After Jerry helped me get into a hypnotic state, he took me on a journey, to help me get in touch with my inner mate who would guide me in discovering and then finding the man who would be right for me. We went on a literal journey into an urban New York neighborhood similar to my early 20's home in the east village and found my inner mate with whom I had a conversation that was facilitated by Jerry. I remember the wonderful warm feeling of being deeply loved. When I emerged from my hypnotic state, I was relaxed and had a good feeling of well-being. The results of the session were clear: I was more honest and clear about who I was and what I wanted I was no longer interested in trying to impress a man, just ready to be me. I also became clear as a result of the session that I really wanted a committed relationship. I could stop sabotaging myself. However, I wasn't a believer that something different or wonderful had happened. Only later, when I fell in love did I realize that it had worked a miracle in my life.
I am the head of an English department at a public high school. I had a crush on the principal for the year and a half he had been principle of our school. Although we had always had good rapport, immediately after my session with Jerry, our relationship took a turn for the romantic. While I had always gotten involved with men that weren't quite right for me. Ron seemed to be
perfect for me because we had so very much in common and because we enjoyed each other's company so much.

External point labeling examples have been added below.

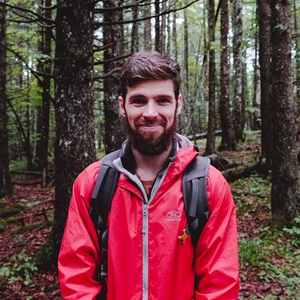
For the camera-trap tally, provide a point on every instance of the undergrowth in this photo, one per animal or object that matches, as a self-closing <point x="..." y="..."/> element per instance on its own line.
<point x="269" y="252"/>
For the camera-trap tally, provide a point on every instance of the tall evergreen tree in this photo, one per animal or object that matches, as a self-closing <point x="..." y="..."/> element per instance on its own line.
<point x="113" y="40"/>
<point x="285" y="194"/>
<point x="227" y="142"/>
<point x="211" y="127"/>
<point x="74" y="101"/>
<point x="5" y="184"/>
<point x="264" y="19"/>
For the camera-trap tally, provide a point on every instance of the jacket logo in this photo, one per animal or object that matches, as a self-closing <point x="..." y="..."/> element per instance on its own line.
<point x="173" y="216"/>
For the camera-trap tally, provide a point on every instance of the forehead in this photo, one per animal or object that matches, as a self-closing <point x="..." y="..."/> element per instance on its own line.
<point x="152" y="88"/>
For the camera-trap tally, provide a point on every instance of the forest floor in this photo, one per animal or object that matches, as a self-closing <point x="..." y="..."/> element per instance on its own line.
<point x="26" y="228"/>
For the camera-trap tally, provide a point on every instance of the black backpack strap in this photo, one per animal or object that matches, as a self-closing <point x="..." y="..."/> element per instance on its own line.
<point x="102" y="195"/>
<point x="194" y="187"/>
<point x="104" y="190"/>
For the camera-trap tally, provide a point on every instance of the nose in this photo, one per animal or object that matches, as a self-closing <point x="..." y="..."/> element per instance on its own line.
<point x="150" y="110"/>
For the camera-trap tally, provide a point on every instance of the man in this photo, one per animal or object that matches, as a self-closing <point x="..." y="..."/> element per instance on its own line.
<point x="146" y="260"/>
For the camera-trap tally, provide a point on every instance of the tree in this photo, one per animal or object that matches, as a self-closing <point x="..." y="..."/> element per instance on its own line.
<point x="264" y="16"/>
<point x="5" y="184"/>
<point x="43" y="129"/>
<point x="211" y="127"/>
<point x="285" y="194"/>
<point x="114" y="47"/>
<point x="74" y="100"/>
<point x="227" y="142"/>
<point x="238" y="70"/>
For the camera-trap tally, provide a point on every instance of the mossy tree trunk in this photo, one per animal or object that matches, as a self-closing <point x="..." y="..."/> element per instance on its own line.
<point x="5" y="186"/>
<point x="285" y="195"/>
<point x="74" y="101"/>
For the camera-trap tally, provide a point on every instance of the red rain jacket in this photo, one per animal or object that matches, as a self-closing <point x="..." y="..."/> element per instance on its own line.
<point x="146" y="260"/>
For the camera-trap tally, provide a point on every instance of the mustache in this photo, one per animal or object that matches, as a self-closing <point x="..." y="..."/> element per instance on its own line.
<point x="146" y="122"/>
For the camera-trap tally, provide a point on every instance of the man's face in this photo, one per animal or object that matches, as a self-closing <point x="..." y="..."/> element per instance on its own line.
<point x="150" y="109"/>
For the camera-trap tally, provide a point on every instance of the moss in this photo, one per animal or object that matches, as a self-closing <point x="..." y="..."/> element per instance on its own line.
<point x="2" y="225"/>
<point x="12" y="210"/>
<point x="11" y="219"/>
<point x="2" y="203"/>
<point x="29" y="227"/>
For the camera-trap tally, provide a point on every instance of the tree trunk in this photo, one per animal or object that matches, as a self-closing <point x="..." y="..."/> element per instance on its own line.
<point x="285" y="194"/>
<point x="74" y="101"/>
<point x="112" y="36"/>
<point x="147" y="26"/>
<point x="5" y="183"/>
<point x="238" y="73"/>
<point x="210" y="143"/>
<point x="134" y="31"/>
<point x="157" y="26"/>
<point x="227" y="142"/>
<point x="264" y="15"/>
<point x="186" y="117"/>
<point x="43" y="129"/>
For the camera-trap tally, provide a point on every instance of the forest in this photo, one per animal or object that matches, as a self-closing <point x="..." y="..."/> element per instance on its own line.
<point x="59" y="67"/>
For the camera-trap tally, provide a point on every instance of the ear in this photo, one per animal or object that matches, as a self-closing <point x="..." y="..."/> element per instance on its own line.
<point x="179" y="104"/>
<point x="121" y="102"/>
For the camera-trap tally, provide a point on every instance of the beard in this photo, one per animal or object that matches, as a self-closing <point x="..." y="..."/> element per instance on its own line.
<point x="148" y="143"/>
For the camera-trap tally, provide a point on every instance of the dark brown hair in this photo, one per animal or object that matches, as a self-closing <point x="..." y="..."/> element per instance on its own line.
<point x="149" y="65"/>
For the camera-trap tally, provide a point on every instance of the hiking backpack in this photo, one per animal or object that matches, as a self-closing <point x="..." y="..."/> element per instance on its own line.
<point x="194" y="195"/>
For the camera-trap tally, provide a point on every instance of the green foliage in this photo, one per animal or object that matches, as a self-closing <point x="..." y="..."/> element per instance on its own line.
<point x="19" y="268"/>
<point x="12" y="210"/>
<point x="269" y="252"/>
<point x="276" y="254"/>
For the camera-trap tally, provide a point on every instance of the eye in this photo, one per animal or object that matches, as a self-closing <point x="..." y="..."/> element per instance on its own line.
<point x="138" y="101"/>
<point x="163" y="100"/>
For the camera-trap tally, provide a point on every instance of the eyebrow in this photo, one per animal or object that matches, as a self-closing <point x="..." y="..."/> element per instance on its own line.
<point x="156" y="96"/>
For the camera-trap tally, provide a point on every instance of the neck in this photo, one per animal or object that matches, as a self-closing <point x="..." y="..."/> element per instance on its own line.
<point x="147" y="167"/>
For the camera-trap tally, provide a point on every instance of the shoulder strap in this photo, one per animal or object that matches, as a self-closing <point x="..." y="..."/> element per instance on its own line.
<point x="195" y="196"/>
<point x="104" y="190"/>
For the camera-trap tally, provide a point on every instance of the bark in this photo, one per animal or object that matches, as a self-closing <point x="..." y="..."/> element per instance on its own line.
<point x="43" y="129"/>
<point x="147" y="28"/>
<point x="134" y="31"/>
<point x="210" y="144"/>
<point x="227" y="142"/>
<point x="285" y="194"/>
<point x="238" y="72"/>
<point x="74" y="101"/>
<point x="186" y="117"/>
<point x="113" y="36"/>
<point x="157" y="26"/>
<point x="5" y="183"/>
<point x="264" y="63"/>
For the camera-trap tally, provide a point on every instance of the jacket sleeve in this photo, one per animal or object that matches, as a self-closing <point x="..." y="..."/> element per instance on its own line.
<point x="79" y="253"/>
<point x="217" y="265"/>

I went out with Ron on our first date on January 13, 1998, one week after my session with Jerry, and that date never ended. We've been together for exactly one year and two weeks now and have never spent one night of that time apart. I unofficially moved in on April of 1998 when I sublet my apartment to Ron's daughter and I officially moved in on November 1, 1998 when I gave up my apartment altogether. I love my relationship with Ron because it's based on love and mutual respect. We spend everyday together, yet we don't crowd or suffocate each other. We have a very nice life together and I have the relationship I have always fantasized about. We've now been happy together for over a year.
I don't really understand the role that hypnotherapy played. But I had the same problem finding a good relationship since I started dating when I was thirteen. Shortly after my session with Jerry, I not only found what I consider to be the right person but am able to maintain a very satisfying relationship with him. I know my life was transformed and I do believe - because I had tried everything I could think of to change my life prior to this experience - it was the hypnotherapy that transformed me, allowing me to find and maintain the relationship that is truly right for me.